Jammu and Kashmir Legislative Assembly
- Succeeded by: Constituency abolished
- Constituency: Wachi

Personal details
- Born: 16 November 1986 (age 39) Zanipora, Shopian, Jammu and Kashmir
- Party: Jammu and Kashmir Peoples Democratic Party

= Aijaz Ahmad Mir =

Indian politician

Aijaz Ahmad Mir is an Indian politician and the former member of Jammu and Kashmir Legislative Assembly who represented Wachi assembly constituency of the Jammu and Kashmir (state). He is affiliated with Jammu and Kashmir Peoples Democratic Party.

Aijaz Ahmed Mir belongs to a well-known and prominent political family of Wachi in Shopian. His father, who served as an MLA migrated from Zainapora to Srinagar MLA hostel in 1993-94. He was a holding a political post in National Conference party.

Prior to entering into politics, his father was in the business of running a Rice mill and brand saw. He contested 1996 elections as NC Candidate and won by a huge majority.

When his father died in 1999, Aijaz Ahmed Mir was studying in class 7th in DBN school Jammu. He came back to Kashmir and joined school at Govt Higher Secondary School Zainapora, where he completed his 12th and later did his graduation (BSC in Seed Technology) from Degree College Anantnag.

After that he joined Kashmir University in 2008 and completed his LLB from the varsity in 2011.

In the same year, he contested Panchayat elections and won the election as Sarpanch from Halqa Panchayat Zainapora and thereby becoming
the youngest Sarpanch in the history of erstwhile state of Jammu and Kashmir. Later he was also elected as president jammu and Kashmir panch and sarpanch united forum where he worked tirelessly for empowerment of PRIs in jammu and Kashmir.
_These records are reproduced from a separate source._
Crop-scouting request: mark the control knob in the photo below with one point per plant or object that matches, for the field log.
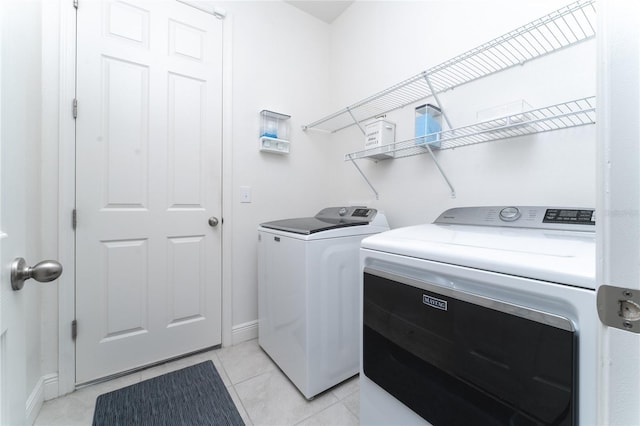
(509, 214)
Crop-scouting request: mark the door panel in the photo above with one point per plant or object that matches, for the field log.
(148, 178)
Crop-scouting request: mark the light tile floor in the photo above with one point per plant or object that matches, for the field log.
(262, 393)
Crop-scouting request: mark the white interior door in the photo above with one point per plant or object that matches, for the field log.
(148, 283)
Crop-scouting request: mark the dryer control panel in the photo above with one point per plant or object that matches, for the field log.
(568, 219)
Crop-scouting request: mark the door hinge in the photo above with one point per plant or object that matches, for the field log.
(619, 307)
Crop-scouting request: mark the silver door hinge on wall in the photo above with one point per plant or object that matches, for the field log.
(619, 307)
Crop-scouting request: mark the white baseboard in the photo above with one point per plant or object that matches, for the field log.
(243, 332)
(45, 389)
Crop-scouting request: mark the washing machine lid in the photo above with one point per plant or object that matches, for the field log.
(327, 219)
(549, 251)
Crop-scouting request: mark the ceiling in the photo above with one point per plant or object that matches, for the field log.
(326, 11)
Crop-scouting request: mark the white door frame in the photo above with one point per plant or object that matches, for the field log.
(618, 201)
(66, 204)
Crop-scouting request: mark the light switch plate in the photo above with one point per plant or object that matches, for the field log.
(245, 194)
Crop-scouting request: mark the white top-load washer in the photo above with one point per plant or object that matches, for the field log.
(308, 294)
(487, 316)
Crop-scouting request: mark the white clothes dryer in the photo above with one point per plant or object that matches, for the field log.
(308, 294)
(487, 316)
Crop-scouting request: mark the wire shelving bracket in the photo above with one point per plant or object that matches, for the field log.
(565, 27)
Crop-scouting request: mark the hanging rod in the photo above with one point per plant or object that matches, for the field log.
(562, 28)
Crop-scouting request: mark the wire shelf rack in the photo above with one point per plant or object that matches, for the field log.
(565, 27)
(574, 113)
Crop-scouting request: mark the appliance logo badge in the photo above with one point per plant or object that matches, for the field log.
(434, 303)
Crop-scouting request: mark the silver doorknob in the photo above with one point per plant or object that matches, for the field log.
(45, 271)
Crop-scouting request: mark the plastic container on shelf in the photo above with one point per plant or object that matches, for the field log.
(428, 124)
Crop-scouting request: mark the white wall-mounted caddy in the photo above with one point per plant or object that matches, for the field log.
(274, 132)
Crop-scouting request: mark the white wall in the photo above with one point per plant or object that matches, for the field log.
(22, 70)
(280, 63)
(378, 44)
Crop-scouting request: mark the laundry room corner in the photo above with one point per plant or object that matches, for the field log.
(554, 168)
(288, 75)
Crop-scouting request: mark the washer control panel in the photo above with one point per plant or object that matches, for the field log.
(345, 214)
(575, 219)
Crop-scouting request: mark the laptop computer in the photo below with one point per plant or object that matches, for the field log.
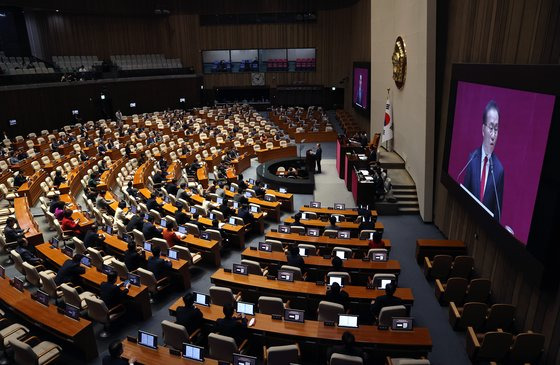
(147, 339)
(347, 321)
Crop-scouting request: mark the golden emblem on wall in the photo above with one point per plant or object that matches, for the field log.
(399, 63)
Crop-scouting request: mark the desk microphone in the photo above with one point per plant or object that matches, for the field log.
(467, 164)
(495, 190)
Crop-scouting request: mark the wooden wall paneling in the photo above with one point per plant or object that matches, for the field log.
(500, 32)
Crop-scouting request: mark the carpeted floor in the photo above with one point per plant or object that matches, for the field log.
(449, 346)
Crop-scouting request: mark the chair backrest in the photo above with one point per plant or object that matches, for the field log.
(270, 305)
(329, 311)
(473, 315)
(23, 353)
(526, 348)
(97, 310)
(31, 274)
(174, 335)
(70, 295)
(441, 266)
(478, 290)
(296, 270)
(500, 316)
(280, 355)
(387, 313)
(340, 359)
(253, 266)
(462, 267)
(494, 345)
(221, 296)
(221, 347)
(455, 290)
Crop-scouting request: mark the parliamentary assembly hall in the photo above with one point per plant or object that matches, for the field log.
(279, 182)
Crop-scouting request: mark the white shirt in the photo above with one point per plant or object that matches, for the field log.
(487, 166)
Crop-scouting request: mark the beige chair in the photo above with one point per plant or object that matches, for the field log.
(527, 348)
(329, 311)
(222, 296)
(281, 355)
(472, 314)
(98, 311)
(500, 316)
(174, 335)
(340, 359)
(296, 270)
(490, 346)
(223, 347)
(254, 267)
(438, 268)
(70, 296)
(478, 290)
(148, 279)
(387, 313)
(35, 352)
(271, 305)
(452, 291)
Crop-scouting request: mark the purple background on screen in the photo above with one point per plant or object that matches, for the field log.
(523, 131)
(365, 82)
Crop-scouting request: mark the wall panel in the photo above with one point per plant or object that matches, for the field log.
(494, 31)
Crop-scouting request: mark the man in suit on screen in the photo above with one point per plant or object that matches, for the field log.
(484, 176)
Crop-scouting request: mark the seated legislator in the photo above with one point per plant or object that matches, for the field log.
(235, 327)
(111, 293)
(115, 353)
(70, 271)
(387, 300)
(347, 348)
(134, 257)
(188, 315)
(294, 258)
(13, 233)
(158, 266)
(337, 295)
(149, 229)
(169, 235)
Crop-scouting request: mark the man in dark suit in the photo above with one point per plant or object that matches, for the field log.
(387, 300)
(114, 357)
(230, 326)
(70, 271)
(157, 265)
(189, 315)
(149, 230)
(111, 293)
(484, 176)
(133, 259)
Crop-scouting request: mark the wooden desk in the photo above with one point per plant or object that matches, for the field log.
(138, 297)
(352, 226)
(352, 213)
(25, 220)
(353, 243)
(431, 247)
(77, 334)
(118, 247)
(310, 290)
(353, 266)
(276, 152)
(160, 356)
(369, 336)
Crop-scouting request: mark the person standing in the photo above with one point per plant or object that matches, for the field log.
(318, 156)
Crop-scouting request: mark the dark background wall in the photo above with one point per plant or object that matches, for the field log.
(507, 32)
(50, 106)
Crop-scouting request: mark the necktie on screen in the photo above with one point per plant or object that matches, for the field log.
(483, 179)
In 2014, Aijaz formally joined Jammu and Kashmir Peoples Democratic Party and subsequently contested legislative assembly elections wherein he emerged victorious.
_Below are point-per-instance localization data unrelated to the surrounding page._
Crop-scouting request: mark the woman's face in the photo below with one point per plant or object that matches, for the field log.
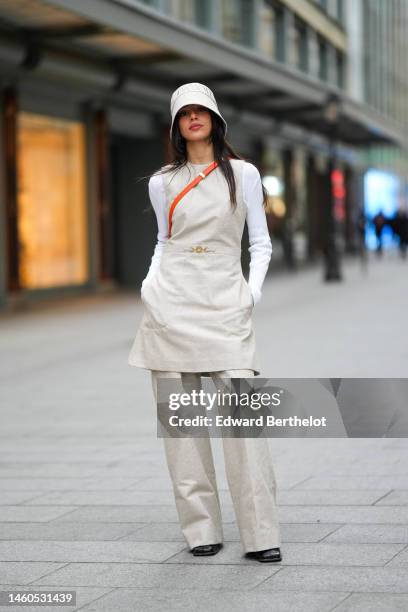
(193, 115)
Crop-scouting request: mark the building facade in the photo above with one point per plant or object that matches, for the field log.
(85, 90)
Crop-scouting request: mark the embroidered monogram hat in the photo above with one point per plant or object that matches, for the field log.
(193, 93)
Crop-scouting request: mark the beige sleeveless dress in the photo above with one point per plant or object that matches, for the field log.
(198, 305)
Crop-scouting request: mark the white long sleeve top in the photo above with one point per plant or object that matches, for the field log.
(260, 248)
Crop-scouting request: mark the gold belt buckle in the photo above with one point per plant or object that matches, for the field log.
(199, 249)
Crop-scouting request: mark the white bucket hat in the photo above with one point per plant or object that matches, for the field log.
(193, 93)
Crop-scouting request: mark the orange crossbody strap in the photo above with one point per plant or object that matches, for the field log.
(186, 189)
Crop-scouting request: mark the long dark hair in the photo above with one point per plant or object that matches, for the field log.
(222, 152)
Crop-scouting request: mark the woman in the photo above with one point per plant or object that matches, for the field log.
(197, 318)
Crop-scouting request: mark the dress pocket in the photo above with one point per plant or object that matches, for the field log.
(154, 306)
(249, 293)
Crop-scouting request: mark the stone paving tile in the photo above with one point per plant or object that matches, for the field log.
(104, 498)
(302, 554)
(395, 498)
(374, 602)
(84, 595)
(149, 600)
(70, 532)
(400, 559)
(88, 551)
(16, 497)
(392, 534)
(23, 573)
(347, 483)
(344, 514)
(47, 484)
(159, 575)
(14, 514)
(127, 514)
(315, 497)
(355, 579)
(170, 532)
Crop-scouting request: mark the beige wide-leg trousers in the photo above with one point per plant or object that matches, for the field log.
(250, 476)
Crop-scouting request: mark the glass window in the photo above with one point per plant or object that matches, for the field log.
(183, 10)
(300, 50)
(203, 14)
(267, 30)
(238, 21)
(340, 10)
(51, 202)
(279, 34)
(322, 45)
(339, 69)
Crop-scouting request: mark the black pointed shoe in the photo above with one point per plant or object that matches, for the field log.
(206, 550)
(266, 556)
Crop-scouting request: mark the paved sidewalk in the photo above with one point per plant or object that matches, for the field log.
(86, 502)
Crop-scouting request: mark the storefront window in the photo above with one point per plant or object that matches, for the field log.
(300, 51)
(238, 21)
(267, 30)
(323, 60)
(51, 202)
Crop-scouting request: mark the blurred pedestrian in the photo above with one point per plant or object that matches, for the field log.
(399, 225)
(379, 221)
(361, 233)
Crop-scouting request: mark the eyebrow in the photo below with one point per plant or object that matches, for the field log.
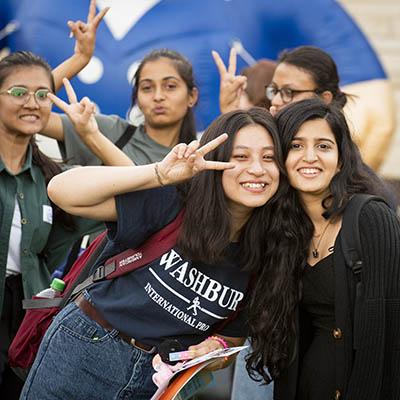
(246, 147)
(26, 87)
(318, 139)
(163, 79)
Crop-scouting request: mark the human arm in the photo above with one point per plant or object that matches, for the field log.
(231, 85)
(82, 116)
(85, 34)
(90, 191)
(377, 321)
(371, 122)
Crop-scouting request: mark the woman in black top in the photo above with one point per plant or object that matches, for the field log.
(332, 350)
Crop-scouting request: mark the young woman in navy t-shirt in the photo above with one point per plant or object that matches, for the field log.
(232, 180)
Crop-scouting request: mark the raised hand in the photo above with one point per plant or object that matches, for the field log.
(85, 32)
(231, 85)
(80, 113)
(186, 160)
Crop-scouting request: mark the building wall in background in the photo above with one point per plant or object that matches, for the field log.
(379, 20)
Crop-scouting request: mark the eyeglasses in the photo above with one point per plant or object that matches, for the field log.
(286, 93)
(21, 96)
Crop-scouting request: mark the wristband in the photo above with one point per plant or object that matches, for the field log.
(218, 339)
(158, 174)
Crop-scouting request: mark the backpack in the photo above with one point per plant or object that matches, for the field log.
(41, 311)
(350, 237)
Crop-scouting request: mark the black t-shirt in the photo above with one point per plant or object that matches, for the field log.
(172, 297)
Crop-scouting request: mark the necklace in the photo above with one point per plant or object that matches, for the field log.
(315, 252)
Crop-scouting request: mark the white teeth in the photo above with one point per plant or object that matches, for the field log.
(253, 185)
(309, 170)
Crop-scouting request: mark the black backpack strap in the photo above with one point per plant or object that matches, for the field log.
(29, 304)
(126, 136)
(350, 234)
(72, 256)
(73, 291)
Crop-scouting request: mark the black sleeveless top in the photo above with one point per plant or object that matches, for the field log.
(317, 353)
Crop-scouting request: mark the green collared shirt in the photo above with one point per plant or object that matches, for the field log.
(38, 230)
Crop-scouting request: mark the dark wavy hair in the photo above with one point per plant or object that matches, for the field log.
(278, 289)
(206, 227)
(320, 65)
(185, 71)
(8, 66)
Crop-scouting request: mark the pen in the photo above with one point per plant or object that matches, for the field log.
(181, 355)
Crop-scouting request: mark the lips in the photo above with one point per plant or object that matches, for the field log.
(29, 118)
(309, 172)
(159, 110)
(254, 186)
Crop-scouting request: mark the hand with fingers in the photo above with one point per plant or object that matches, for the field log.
(85, 32)
(80, 113)
(186, 160)
(273, 110)
(231, 85)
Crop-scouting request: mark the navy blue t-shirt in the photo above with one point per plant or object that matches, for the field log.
(172, 297)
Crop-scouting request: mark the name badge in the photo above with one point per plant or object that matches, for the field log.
(47, 214)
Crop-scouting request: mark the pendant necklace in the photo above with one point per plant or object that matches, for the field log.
(315, 252)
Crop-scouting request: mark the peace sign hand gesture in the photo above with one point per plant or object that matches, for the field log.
(231, 85)
(80, 113)
(186, 160)
(85, 32)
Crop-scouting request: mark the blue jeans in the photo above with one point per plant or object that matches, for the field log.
(244, 387)
(79, 359)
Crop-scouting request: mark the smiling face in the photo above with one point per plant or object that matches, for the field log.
(292, 77)
(29, 118)
(313, 159)
(255, 178)
(162, 94)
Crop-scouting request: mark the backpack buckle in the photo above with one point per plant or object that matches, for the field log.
(357, 267)
(99, 274)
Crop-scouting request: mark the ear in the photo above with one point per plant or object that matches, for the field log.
(327, 96)
(193, 97)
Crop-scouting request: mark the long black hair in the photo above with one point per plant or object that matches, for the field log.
(320, 65)
(278, 289)
(206, 228)
(185, 71)
(49, 168)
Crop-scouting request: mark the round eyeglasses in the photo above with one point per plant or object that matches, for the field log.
(286, 93)
(21, 96)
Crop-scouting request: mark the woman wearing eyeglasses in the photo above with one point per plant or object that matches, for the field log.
(35, 234)
(302, 73)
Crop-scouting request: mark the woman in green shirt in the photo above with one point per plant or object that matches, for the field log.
(35, 234)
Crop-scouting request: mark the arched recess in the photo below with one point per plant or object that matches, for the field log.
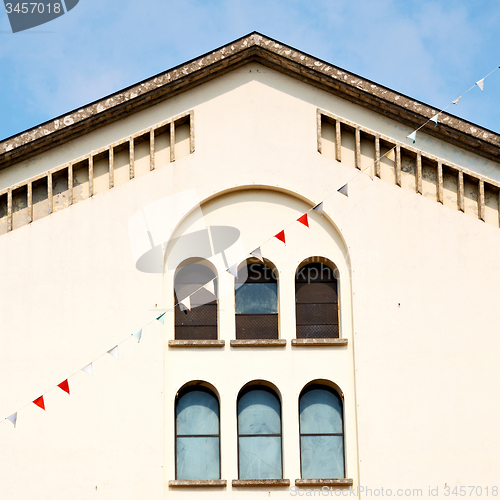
(316, 299)
(256, 300)
(196, 319)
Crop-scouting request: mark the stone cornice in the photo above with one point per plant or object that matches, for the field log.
(258, 48)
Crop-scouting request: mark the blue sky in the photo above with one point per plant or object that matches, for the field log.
(432, 51)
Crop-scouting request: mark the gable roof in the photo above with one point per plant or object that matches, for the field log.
(250, 48)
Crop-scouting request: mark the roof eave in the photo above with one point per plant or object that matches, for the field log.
(253, 47)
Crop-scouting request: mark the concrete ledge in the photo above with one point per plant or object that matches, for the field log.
(205, 482)
(196, 343)
(261, 482)
(319, 342)
(258, 343)
(323, 482)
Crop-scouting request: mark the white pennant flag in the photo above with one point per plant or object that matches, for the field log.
(257, 254)
(186, 303)
(412, 136)
(209, 287)
(114, 352)
(319, 208)
(88, 369)
(233, 270)
(13, 418)
(343, 190)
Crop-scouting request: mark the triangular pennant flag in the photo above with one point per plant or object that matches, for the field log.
(88, 369)
(304, 220)
(368, 172)
(13, 418)
(281, 236)
(186, 303)
(209, 287)
(40, 403)
(412, 136)
(343, 190)
(319, 208)
(233, 270)
(114, 352)
(257, 254)
(64, 386)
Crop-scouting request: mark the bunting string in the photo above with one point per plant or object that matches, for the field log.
(233, 270)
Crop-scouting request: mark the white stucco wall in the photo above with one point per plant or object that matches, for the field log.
(421, 360)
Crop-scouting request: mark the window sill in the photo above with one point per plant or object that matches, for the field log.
(258, 343)
(261, 482)
(323, 482)
(319, 342)
(196, 343)
(197, 483)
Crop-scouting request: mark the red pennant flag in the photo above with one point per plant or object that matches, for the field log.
(281, 236)
(64, 386)
(304, 220)
(39, 402)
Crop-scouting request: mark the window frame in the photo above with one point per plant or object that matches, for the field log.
(274, 272)
(177, 308)
(190, 387)
(245, 390)
(329, 387)
(334, 270)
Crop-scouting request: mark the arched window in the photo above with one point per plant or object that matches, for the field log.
(199, 323)
(259, 434)
(256, 302)
(316, 302)
(197, 434)
(321, 433)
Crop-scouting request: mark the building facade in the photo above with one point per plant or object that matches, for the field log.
(354, 354)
He was the third youngest MLA elected to the J&K legislative assembly, after Sakina itoo and Yawar Dilawar Mir.

He lost in 2024.

== Arrests ==

After the abrogation of article 370 in 2019 in Jammu and Kashmir, Mir was sent to jail and was released from detention after more than six months.

== Controversies ==
Aijaz was incriminated by the government officials including Bhartiya Janata Party over referring the Kashmiri militants to "martyrs".

== Security incidents ==
In October 2018, one of Mir's security personnel who was later identified as a militant via Social media videos, fled with weapons including eight AK-47 rifles and one handgun at Jawahar Nagar Srinagar which was the official residence of the legislator.